Principal photography took place across the Kazakh SSR. The ship that Moro and Dina find in the Aral Sea is a research vessel named Гидролог, or Hydrolog.

Tsoi was apparently dissatisfied with the rudeness of his character in the hospital scene. He objected to the phrase "Он тебя трахает?" ("He fucks you?") and suggested removing it.

The final scene where Moro was stabbed was filmed on a street named Tulebaev (Тулебаева) in Almaty. Nugmanov claimed in an interview on Closed Screening that Moro survived the final scene, claiming a series of films about Moro were being planned.

==Legacy==
Alongside Assa in 1987, The Needle, released in the age of Perestroika, helped to bring Viktor Tsoi and Kino into mainstream popularity across the USSR, as well as attracting international attention.
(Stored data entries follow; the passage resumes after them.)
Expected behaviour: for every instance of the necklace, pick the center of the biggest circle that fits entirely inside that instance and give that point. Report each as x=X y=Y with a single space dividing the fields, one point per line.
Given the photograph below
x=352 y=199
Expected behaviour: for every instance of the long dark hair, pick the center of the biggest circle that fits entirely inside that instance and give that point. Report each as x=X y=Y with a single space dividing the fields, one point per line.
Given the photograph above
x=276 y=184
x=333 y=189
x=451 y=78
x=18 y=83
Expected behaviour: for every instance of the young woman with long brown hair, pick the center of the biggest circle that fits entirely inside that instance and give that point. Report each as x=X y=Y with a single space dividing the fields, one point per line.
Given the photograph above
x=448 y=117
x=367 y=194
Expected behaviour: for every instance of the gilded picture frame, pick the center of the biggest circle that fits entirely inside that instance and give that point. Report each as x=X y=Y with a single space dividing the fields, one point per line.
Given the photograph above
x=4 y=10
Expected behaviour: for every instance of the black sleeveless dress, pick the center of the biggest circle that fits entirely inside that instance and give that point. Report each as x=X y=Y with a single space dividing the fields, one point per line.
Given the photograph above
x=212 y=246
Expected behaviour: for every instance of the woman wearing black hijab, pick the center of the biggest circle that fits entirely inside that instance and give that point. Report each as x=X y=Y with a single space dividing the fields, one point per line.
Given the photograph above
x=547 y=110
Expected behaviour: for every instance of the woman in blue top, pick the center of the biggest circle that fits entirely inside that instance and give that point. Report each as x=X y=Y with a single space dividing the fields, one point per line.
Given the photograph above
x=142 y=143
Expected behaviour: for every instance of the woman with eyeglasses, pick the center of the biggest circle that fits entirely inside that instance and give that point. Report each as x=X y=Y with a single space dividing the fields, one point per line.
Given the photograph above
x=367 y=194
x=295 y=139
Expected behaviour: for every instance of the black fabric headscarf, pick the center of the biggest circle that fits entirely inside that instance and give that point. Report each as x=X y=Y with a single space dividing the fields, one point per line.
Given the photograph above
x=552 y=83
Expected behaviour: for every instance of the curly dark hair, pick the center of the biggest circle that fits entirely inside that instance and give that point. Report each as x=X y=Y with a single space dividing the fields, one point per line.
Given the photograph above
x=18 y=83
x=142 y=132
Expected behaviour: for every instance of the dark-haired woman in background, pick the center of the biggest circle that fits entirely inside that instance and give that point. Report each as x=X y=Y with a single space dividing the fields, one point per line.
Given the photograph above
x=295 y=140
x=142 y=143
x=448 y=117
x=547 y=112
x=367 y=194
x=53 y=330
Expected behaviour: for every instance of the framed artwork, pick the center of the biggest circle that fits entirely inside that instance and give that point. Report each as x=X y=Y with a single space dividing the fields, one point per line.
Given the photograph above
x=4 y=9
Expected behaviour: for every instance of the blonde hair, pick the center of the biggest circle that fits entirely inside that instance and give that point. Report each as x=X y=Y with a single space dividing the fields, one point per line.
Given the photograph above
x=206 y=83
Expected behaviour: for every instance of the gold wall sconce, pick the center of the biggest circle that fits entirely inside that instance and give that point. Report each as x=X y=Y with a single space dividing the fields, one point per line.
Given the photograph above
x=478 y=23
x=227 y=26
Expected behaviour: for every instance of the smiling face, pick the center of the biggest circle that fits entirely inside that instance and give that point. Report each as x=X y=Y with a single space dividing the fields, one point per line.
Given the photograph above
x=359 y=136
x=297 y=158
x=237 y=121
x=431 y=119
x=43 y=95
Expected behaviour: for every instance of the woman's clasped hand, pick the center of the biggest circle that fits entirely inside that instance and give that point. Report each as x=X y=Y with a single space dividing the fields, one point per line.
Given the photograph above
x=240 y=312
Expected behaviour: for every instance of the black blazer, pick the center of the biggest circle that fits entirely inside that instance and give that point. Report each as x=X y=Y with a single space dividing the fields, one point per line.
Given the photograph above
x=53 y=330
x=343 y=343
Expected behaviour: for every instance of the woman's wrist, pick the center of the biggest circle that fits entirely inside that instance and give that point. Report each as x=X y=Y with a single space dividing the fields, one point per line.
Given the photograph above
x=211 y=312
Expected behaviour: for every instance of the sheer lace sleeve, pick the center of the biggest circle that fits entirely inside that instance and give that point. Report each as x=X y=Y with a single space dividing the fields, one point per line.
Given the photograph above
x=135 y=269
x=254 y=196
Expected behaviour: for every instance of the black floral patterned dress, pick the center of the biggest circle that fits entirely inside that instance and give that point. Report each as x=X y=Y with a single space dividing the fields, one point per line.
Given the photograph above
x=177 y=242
The band would go on to play before a crowd of 70,000 at a concert in Moscow's Luzhniki Stadium on 24 June 1990, shortly before Tsoi was killed in a car accident in Latvia.
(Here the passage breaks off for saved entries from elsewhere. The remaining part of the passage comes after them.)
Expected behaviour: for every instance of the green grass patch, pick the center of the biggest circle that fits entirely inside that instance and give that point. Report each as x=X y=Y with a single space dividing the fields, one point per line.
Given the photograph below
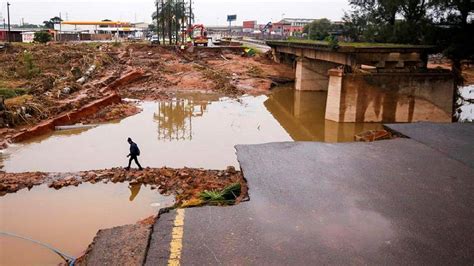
x=357 y=44
x=228 y=195
x=11 y=93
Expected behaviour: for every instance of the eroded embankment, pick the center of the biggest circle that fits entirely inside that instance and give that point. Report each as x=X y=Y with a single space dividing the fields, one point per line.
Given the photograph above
x=128 y=244
x=186 y=183
x=47 y=86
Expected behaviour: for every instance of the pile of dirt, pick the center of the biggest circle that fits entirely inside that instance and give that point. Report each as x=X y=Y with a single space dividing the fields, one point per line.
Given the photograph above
x=113 y=112
x=43 y=82
x=185 y=183
x=224 y=71
x=52 y=79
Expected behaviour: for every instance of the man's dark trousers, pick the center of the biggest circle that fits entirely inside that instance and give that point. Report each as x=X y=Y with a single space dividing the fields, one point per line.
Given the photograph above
x=134 y=157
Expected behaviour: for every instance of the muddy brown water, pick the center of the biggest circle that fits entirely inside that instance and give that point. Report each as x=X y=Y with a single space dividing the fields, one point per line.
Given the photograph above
x=69 y=218
x=194 y=130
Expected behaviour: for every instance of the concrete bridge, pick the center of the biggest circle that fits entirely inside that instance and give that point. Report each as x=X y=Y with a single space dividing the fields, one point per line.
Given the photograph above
x=371 y=83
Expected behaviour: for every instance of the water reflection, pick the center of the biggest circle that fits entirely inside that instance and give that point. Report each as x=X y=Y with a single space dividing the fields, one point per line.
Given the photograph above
x=134 y=190
x=175 y=118
x=193 y=130
x=302 y=115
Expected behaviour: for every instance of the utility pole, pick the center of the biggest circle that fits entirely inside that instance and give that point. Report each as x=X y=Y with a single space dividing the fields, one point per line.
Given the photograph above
x=8 y=15
x=190 y=13
x=163 y=20
x=60 y=25
x=157 y=20
x=183 y=21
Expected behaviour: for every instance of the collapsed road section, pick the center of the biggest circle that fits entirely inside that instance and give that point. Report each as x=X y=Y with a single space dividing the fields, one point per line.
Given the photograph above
x=388 y=202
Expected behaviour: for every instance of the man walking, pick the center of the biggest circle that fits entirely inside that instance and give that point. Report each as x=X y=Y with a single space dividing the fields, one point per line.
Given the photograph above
x=134 y=152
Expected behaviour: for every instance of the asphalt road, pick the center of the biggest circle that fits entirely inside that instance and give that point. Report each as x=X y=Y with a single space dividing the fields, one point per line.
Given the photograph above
x=388 y=202
x=455 y=140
The Needle helped to bring about the era of Kazakh new wave cinema, with films produced in Kazakhstan during this period including Nugamov's 1993 film The Wild East. Originally, this was planned to feature Tsoi again as Moro, with a Japanese studio offering to help fund the production, however Tsoi's death in 1990 forced Nugamov to heavily rewrite the script.

The site of the final scene along Tulebaev street in Almaty has become one of many memorials for Viktor Tsoi. In 2017, an avenue dedicated to the film was opened and metal plaques with lyrics from Tsoi's songs were laid on a stone-tiled walkway. A statue of Tsoi was later unveiled on the avenue on June 21, 2018.
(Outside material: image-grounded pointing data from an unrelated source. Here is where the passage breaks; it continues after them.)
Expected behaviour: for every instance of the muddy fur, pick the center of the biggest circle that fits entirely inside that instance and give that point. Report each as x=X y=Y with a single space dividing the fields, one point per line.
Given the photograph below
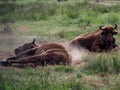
x=46 y=54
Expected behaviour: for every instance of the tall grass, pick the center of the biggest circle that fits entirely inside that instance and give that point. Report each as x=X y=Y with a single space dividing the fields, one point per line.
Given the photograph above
x=104 y=63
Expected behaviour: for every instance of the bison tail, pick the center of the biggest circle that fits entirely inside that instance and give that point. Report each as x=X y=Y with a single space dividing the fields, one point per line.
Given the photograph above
x=5 y=63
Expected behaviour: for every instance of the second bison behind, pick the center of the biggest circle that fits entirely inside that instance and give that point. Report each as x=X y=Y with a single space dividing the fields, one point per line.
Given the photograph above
x=57 y=54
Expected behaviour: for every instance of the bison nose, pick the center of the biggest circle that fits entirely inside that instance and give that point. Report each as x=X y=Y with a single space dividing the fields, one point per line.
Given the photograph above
x=115 y=32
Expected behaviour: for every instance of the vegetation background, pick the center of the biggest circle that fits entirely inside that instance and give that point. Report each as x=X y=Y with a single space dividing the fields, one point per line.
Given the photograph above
x=50 y=20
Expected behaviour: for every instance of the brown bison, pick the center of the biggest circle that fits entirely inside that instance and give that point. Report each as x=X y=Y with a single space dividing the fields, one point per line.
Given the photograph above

===The Needle: Remix (2010)===
In 2009, Rashid Nugmanov began work a new edit of The Needle that expanded on the plot of the original, entitled The Needle: Remix (Игла: Ремикс). This edit was released on 16 September 2010. According to Nugmanov this was done in part to acknowledge the 20th anniversary of Tsoi's passing and to also ensure that the film was available at the highest possible quality. The rough cut of the original film was over two hours long, but the unused footage had already been destroyed at Kazakhfilm. CGI studio Doping-Pong created new scenes starring Tsoi, as Nugmanov disliked the idea of filming the scenes with a stand-in actor. Nugmanov also convinced the former members of Kino to create new pieces of music for the film.

Unlike the original, where it is not clear whether Tsoi's character survived after being wounded at the end of the film, in the "Needle Remix" he is shown to survive. Of this change, Nugmanov commented:
[When making the original film] I set a condition for the studio: I will be free to handle the script, because non-professional actors will not be able to play it as written. In return, they gave me a condition: in the final, Moro dies unambiguously. And yet, Victor and I were not satisfied with such a finale, and we decided that, having been stabbed, Moro would rise from his knees and move on. Whether he survives or not is up to the audience. By the way, there is a hospital nearby, in which Moro could well have been pumped out. And if now I kill the hero in the remix, then I will indirectly come to terms with the fact that Tsoi is gone."